Active Policy Format

Policies are stored as a JSON array in data/active_policy.json. Each element is a rule object with an if condition and an action.

Rule structure

{
  "if": <JsonLogic expression>,
  "action": "<ACTION_CONSTANT>"
}

The file is an array of such objects:

[
  { "if": <condition1>, "action": "REQUIRE_VIDEO_ID" },
  { "if": <condition2>, "action": "REQUIRE_MFA" }
]

Default policy

The shipping default at data/active_policy.json:

[
  {
    "if": {
      "and": [
        {"==": [{"var": "device_is_emulator"}, true]},
        {">": [{"var": "geo_velocity"}, 500]}
      ]
    },
    "action": "REQUIRE_VIDEO_ID"
  },
  {
    "if": {"<": [{"var": "typing_entropy"}, 1.0]},
    "action": "REQUIRE_MFA"
  }
]

JsonLogic operator examples

Variable access

{"var": "amount"}
{"var": "geo_velocity"}
{"var": "device_is_emulator"}
{"var": "typing_entropy"}

Comparisons

{"==": [{"var": "device_is_emulator"}, true]}
{"!=": [{"var": "tx_type"}, "INTERNAL_TRANSFER"]}
{">": [{"var": "geo_velocity"}, 500]}
{">=": [{"var": "amount"}, 10000]}
{"<": [{"var": "typing_entropy"}, 1.0]}
{"<=": [{"var": "amount"}, 100]}

Logical combinators

{
  "and": [
    {"==": [{"var": "device_is_emulator"}, true]},
    {">": [{"var": "geo_velocity"}, 500]}
  ]
}

{
  "or": [
    {">": [{"var": "amount"}, 50000]},
    {"==": [{"var": "device_is_emulator"}, true]}
  ]
}

{
  "!": [{"var": "device_is_emulator"}]
}

Nested logic

{
  "and": [
    {">": [{"var": "amount"}, 5000]},
    {
      "or": [
        {"<": [{"var": "typing_entropy"}, 1.5]},
        {"==": [{"var": "device_is_emulator"}, true]}
      ]
    }
  ]
}

Conflict resolution

When multiple rules fire, the highest-severity action wins. No special ordering of rules in the array is required.

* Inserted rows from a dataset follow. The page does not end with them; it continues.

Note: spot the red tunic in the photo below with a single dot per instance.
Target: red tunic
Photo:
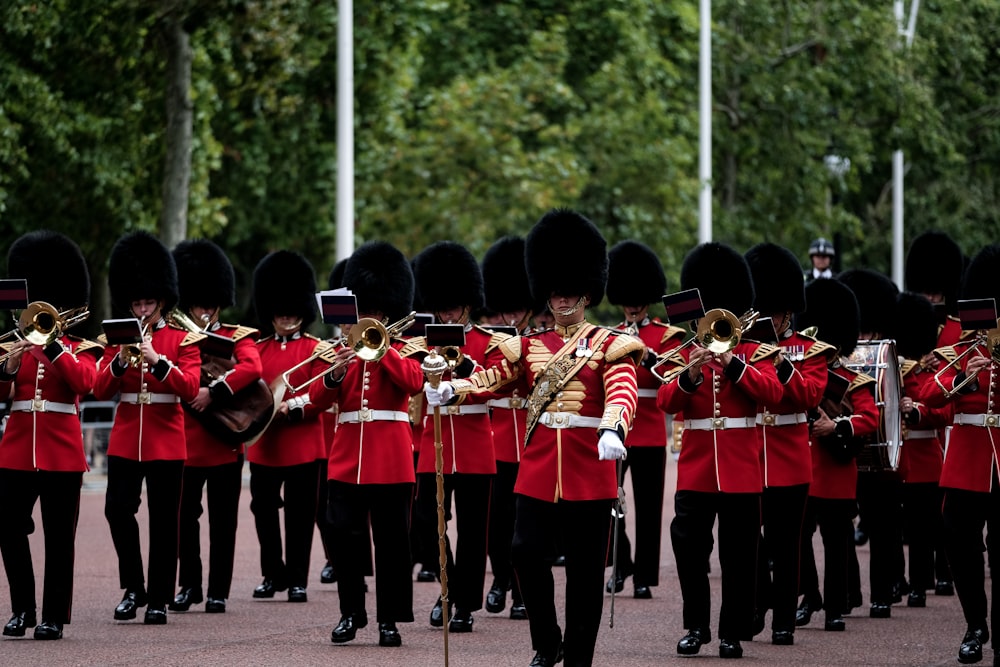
(288, 443)
(831, 478)
(784, 454)
(153, 431)
(379, 451)
(204, 449)
(971, 457)
(49, 440)
(563, 463)
(725, 459)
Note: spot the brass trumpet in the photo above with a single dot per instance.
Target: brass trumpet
(719, 330)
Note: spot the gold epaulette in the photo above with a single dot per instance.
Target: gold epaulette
(623, 345)
(192, 338)
(764, 351)
(510, 348)
(414, 347)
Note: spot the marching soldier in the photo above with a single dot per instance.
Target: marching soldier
(147, 441)
(718, 472)
(450, 283)
(969, 473)
(285, 461)
(786, 463)
(635, 281)
(838, 427)
(371, 465)
(508, 294)
(207, 284)
(41, 452)
(583, 380)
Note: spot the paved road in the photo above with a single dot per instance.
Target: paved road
(275, 632)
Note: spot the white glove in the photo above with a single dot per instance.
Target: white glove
(610, 447)
(438, 396)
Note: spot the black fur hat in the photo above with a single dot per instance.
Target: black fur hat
(448, 276)
(141, 267)
(336, 278)
(205, 275)
(54, 267)
(635, 275)
(566, 254)
(505, 277)
(381, 279)
(915, 326)
(777, 279)
(876, 295)
(831, 307)
(721, 276)
(982, 277)
(934, 265)
(284, 283)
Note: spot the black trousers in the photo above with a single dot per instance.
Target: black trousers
(541, 530)
(835, 519)
(388, 506)
(881, 508)
(295, 490)
(783, 509)
(922, 527)
(647, 465)
(467, 568)
(501, 530)
(59, 493)
(739, 532)
(222, 485)
(965, 515)
(163, 497)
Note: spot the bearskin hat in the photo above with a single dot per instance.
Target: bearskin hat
(914, 326)
(777, 279)
(505, 277)
(381, 279)
(566, 254)
(982, 277)
(336, 279)
(721, 275)
(832, 308)
(934, 265)
(141, 267)
(284, 283)
(205, 275)
(876, 295)
(635, 275)
(448, 276)
(54, 267)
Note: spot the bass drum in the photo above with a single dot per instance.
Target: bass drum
(878, 359)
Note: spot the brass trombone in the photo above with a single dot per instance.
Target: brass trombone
(40, 324)
(719, 331)
(988, 338)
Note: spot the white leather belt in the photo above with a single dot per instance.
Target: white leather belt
(146, 397)
(39, 405)
(767, 419)
(977, 420)
(719, 423)
(366, 415)
(568, 420)
(479, 409)
(512, 403)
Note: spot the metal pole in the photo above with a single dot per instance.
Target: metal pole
(345, 128)
(705, 120)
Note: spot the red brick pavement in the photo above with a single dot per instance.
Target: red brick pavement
(275, 632)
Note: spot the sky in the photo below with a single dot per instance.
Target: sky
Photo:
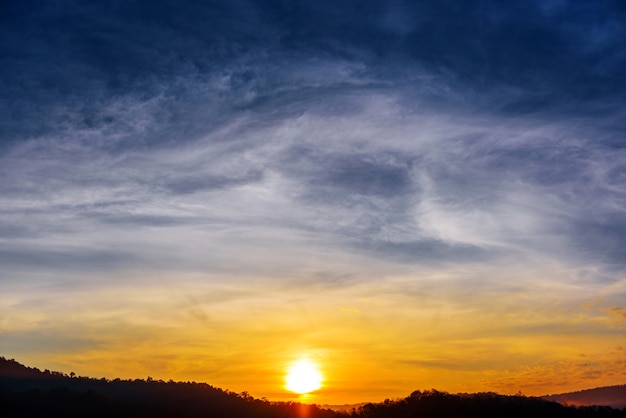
(411, 194)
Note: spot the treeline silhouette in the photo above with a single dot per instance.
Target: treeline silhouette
(29, 392)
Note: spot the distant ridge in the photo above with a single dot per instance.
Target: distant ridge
(613, 396)
(28, 392)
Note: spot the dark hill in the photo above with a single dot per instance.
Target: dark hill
(27, 392)
(614, 396)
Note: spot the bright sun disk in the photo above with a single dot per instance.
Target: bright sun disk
(303, 377)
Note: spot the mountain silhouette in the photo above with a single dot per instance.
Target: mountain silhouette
(29, 392)
(614, 396)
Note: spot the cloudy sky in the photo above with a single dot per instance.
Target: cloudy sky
(413, 194)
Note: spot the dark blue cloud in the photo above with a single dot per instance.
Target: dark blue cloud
(162, 104)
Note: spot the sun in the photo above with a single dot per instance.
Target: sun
(303, 377)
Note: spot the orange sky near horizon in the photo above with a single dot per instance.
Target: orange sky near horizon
(369, 344)
(412, 194)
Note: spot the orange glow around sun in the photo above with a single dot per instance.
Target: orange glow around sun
(303, 376)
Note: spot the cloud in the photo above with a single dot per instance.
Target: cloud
(441, 157)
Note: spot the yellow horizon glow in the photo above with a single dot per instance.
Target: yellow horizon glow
(303, 377)
(369, 344)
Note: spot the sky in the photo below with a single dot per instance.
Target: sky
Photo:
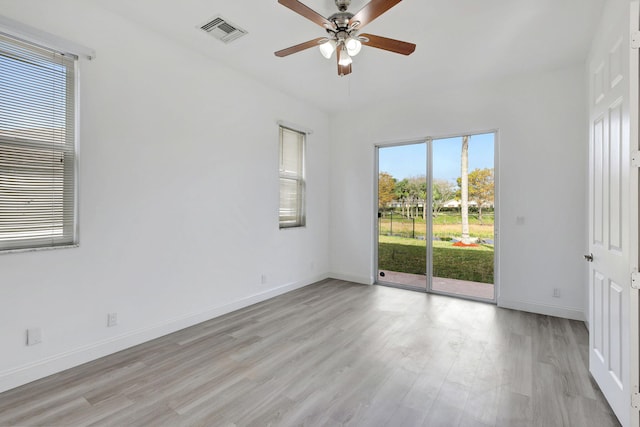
(406, 161)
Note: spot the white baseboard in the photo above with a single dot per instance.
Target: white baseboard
(27, 373)
(350, 278)
(549, 310)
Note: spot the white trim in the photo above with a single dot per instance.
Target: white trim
(29, 372)
(33, 35)
(351, 278)
(634, 145)
(295, 127)
(546, 309)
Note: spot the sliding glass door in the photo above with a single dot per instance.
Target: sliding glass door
(402, 215)
(436, 216)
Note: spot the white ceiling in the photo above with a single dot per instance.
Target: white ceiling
(459, 42)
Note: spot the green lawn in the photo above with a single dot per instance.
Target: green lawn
(409, 256)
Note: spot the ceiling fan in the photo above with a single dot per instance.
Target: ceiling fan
(342, 32)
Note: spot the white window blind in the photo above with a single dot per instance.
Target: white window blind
(292, 185)
(37, 146)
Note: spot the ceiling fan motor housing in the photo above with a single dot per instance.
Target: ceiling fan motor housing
(343, 4)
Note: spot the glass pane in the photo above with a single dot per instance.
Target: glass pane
(288, 200)
(402, 196)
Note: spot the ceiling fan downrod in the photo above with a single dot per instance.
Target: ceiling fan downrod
(343, 5)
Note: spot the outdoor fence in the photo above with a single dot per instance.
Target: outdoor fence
(446, 226)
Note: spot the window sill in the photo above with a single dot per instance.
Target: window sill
(44, 248)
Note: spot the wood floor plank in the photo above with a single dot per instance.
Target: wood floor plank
(333, 354)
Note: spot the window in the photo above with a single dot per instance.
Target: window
(292, 187)
(37, 146)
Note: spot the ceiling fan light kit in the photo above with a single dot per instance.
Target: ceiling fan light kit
(342, 32)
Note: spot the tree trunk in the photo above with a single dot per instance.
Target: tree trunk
(464, 189)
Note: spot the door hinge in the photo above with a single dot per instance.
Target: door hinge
(635, 40)
(635, 280)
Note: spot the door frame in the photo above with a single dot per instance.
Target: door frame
(429, 202)
(376, 232)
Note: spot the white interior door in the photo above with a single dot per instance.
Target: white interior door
(612, 232)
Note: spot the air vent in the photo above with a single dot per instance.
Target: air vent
(222, 29)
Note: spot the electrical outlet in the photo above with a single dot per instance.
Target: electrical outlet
(112, 319)
(34, 336)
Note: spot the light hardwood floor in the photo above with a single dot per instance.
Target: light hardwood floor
(335, 353)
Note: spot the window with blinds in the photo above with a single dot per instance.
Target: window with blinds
(37, 147)
(292, 186)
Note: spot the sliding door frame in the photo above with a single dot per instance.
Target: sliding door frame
(496, 222)
(376, 231)
(429, 203)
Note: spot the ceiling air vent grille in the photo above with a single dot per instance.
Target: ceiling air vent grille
(222, 29)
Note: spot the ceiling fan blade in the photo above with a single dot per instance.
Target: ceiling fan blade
(391, 45)
(299, 47)
(372, 10)
(343, 70)
(307, 12)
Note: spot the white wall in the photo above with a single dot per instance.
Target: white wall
(543, 147)
(178, 199)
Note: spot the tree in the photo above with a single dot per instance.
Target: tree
(417, 189)
(402, 193)
(481, 188)
(464, 190)
(386, 189)
(442, 191)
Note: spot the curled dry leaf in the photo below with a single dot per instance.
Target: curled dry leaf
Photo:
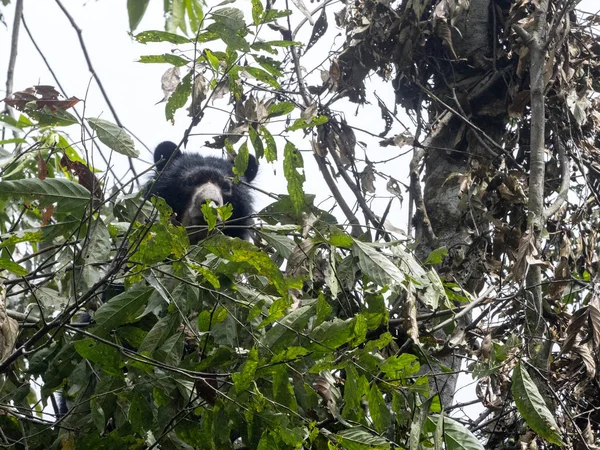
(367, 179)
(85, 176)
(169, 82)
(9, 328)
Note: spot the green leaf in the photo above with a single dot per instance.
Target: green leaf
(532, 406)
(175, 13)
(418, 421)
(292, 161)
(179, 98)
(13, 267)
(281, 109)
(159, 333)
(400, 367)
(300, 124)
(210, 215)
(377, 266)
(240, 162)
(264, 76)
(51, 117)
(282, 388)
(455, 435)
(165, 58)
(136, 10)
(331, 335)
(243, 379)
(360, 439)
(70, 196)
(282, 244)
(108, 357)
(160, 36)
(212, 59)
(114, 137)
(324, 310)
(231, 37)
(271, 150)
(259, 149)
(236, 250)
(171, 350)
(437, 256)
(122, 309)
(380, 414)
(140, 412)
(231, 18)
(282, 335)
(257, 11)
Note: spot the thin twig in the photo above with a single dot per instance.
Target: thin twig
(565, 184)
(96, 77)
(14, 46)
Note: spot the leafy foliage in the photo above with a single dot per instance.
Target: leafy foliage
(320, 333)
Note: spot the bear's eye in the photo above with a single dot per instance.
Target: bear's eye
(226, 186)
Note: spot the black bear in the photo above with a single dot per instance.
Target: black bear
(187, 180)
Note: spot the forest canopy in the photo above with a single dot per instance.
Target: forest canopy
(328, 327)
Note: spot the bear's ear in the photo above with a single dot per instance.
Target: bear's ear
(165, 152)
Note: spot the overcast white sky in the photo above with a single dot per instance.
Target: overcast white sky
(134, 88)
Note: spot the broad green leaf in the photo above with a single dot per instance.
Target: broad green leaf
(416, 427)
(240, 162)
(300, 124)
(108, 357)
(136, 10)
(243, 379)
(282, 388)
(165, 58)
(114, 137)
(380, 413)
(455, 435)
(122, 309)
(257, 11)
(264, 76)
(171, 351)
(179, 97)
(140, 411)
(13, 267)
(359, 438)
(282, 244)
(400, 367)
(236, 250)
(292, 161)
(331, 335)
(259, 149)
(436, 256)
(210, 215)
(68, 195)
(160, 36)
(51, 117)
(377, 266)
(159, 333)
(175, 14)
(271, 150)
(286, 331)
(231, 18)
(281, 109)
(532, 407)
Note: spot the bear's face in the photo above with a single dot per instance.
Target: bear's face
(188, 181)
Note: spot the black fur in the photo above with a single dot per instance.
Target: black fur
(182, 175)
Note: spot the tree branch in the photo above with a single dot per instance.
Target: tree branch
(565, 180)
(96, 77)
(14, 46)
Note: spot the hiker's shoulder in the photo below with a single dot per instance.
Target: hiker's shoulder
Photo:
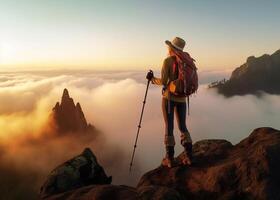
(169, 60)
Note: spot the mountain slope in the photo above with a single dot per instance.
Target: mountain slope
(257, 75)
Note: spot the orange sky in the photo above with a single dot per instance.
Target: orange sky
(92, 35)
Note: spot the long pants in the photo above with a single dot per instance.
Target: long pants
(180, 110)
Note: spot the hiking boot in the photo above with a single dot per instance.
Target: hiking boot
(187, 160)
(168, 161)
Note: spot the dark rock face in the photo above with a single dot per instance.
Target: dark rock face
(222, 171)
(69, 117)
(255, 76)
(248, 170)
(80, 171)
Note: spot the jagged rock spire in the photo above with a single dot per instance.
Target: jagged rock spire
(68, 116)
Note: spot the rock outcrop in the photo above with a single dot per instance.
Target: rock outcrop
(222, 171)
(248, 170)
(68, 117)
(257, 75)
(80, 171)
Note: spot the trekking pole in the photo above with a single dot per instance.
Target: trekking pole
(139, 125)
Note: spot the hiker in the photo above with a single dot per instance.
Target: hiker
(173, 101)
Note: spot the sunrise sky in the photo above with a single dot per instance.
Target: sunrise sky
(101, 35)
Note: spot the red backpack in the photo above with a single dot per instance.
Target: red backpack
(187, 81)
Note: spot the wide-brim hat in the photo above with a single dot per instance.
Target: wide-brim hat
(177, 43)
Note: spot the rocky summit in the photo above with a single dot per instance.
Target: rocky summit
(257, 75)
(222, 171)
(69, 117)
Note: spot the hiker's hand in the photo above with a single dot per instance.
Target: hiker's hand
(150, 75)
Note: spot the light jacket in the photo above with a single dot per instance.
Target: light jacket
(167, 75)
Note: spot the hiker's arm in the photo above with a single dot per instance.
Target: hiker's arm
(164, 75)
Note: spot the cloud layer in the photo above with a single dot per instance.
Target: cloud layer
(112, 102)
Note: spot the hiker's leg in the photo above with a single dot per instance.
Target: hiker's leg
(180, 110)
(169, 140)
(186, 140)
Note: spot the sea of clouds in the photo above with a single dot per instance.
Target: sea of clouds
(112, 102)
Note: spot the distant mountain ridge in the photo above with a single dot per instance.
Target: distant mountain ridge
(258, 74)
(69, 117)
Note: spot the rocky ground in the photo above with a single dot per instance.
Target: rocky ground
(247, 170)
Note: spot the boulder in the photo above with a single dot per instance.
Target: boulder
(80, 171)
(248, 170)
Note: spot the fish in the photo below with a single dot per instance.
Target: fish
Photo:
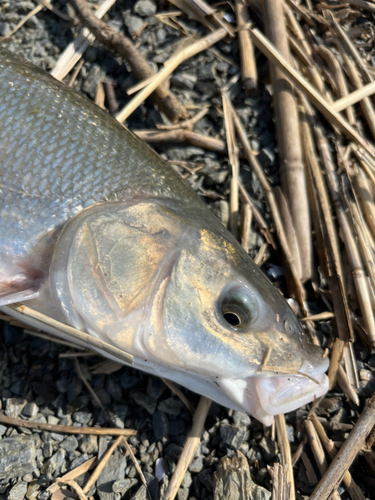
(100, 233)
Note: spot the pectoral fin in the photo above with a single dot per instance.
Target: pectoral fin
(18, 287)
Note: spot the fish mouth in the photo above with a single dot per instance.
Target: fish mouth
(266, 396)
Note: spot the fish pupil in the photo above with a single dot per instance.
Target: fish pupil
(232, 319)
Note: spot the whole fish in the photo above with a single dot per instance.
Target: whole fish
(98, 232)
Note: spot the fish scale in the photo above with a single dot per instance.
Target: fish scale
(97, 231)
(87, 159)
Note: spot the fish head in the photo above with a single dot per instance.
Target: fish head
(174, 289)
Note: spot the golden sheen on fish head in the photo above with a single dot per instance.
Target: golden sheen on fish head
(176, 291)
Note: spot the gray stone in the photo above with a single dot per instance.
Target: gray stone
(82, 417)
(89, 445)
(30, 410)
(17, 457)
(147, 402)
(113, 388)
(241, 419)
(268, 448)
(184, 81)
(171, 406)
(232, 436)
(14, 406)
(112, 472)
(70, 443)
(54, 463)
(160, 425)
(145, 8)
(18, 491)
(232, 480)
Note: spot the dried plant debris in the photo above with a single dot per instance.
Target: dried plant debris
(309, 65)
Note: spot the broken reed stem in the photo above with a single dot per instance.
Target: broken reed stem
(365, 103)
(286, 456)
(347, 453)
(160, 77)
(136, 465)
(351, 247)
(73, 474)
(342, 35)
(249, 75)
(288, 227)
(318, 452)
(354, 490)
(363, 190)
(330, 237)
(246, 216)
(268, 194)
(103, 462)
(345, 386)
(190, 448)
(338, 75)
(234, 163)
(335, 360)
(89, 388)
(164, 99)
(66, 429)
(292, 172)
(185, 136)
(258, 218)
(354, 97)
(47, 324)
(332, 116)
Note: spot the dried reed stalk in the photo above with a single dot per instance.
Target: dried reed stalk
(337, 353)
(161, 76)
(338, 76)
(363, 190)
(292, 172)
(286, 456)
(190, 448)
(289, 228)
(329, 232)
(103, 462)
(74, 51)
(354, 97)
(268, 193)
(342, 35)
(318, 452)
(336, 120)
(234, 163)
(347, 453)
(249, 74)
(246, 216)
(164, 99)
(365, 103)
(359, 277)
(354, 490)
(199, 140)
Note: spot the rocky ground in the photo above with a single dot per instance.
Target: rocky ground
(38, 385)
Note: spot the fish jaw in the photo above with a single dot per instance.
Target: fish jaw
(267, 396)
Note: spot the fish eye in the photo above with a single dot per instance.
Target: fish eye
(238, 308)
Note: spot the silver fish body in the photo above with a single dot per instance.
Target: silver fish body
(98, 232)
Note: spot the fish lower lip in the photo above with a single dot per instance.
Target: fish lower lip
(282, 394)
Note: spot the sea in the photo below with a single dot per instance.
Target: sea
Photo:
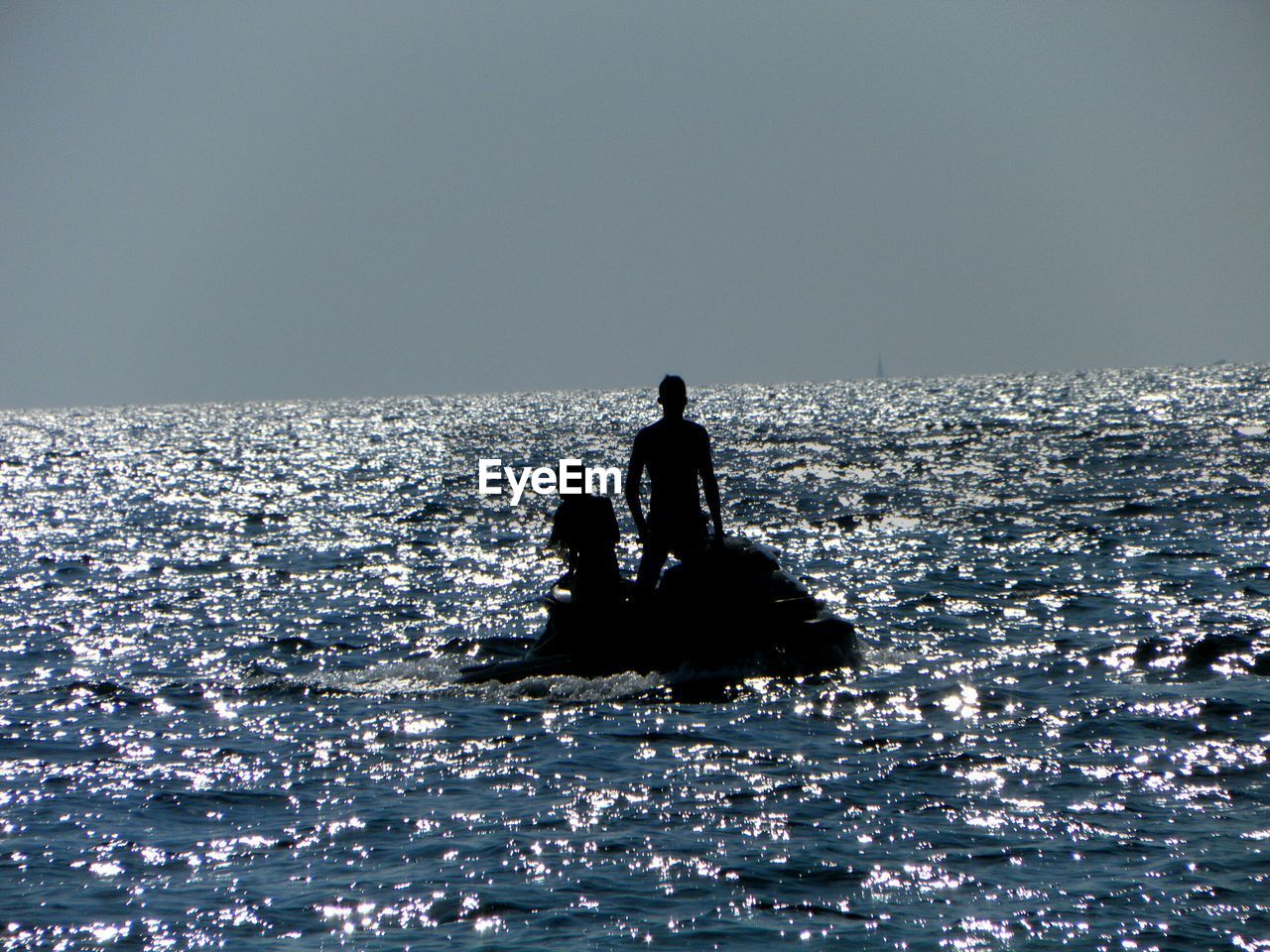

Rule 1 action	Rule 2 action	Winner
REQUIRE_MFA (3)	REQUIRE_VIDEO_ID (4)	REQUIRE_VIDEO_ID
DECLINE (5)	REQUIRE_MFA (3)	DECLINE
APPROVE (1)	DELAY_4H (2)	DELAY_4H

Deploying a policy change

Without governance review (dev/test only):

Edit data/active_policy.json directly. Changes take effect on the next API request — no restart needed.

With governance review (production):

Edit the policy in the dashboard Policy Playground
Click "Submit for 4-Eyes Review"
Wait for a Senior Risk Admin to approve in the Approval Inbox
Promote the approved ticket to data/active_policy.json

See Governance & 4-Eyes for the full approval workflow.

Authoring tips

Reference only real-time fields: amount, geo_velocity, typing_entropy, device_is_emulator. Rules referencing undefined fields are skipped with a warning at runtime.
Always backtest a new rule before production: use the Shadow Backtest in the dashboard (5000 simulated transactions) and verify FPR stays below 2%.
Use REQUIRE_MFA before REQUIRE_VIDEO_ID as a graduated escalation — add a second rule with the same condition plus a higher threshold if you want stricter escalation.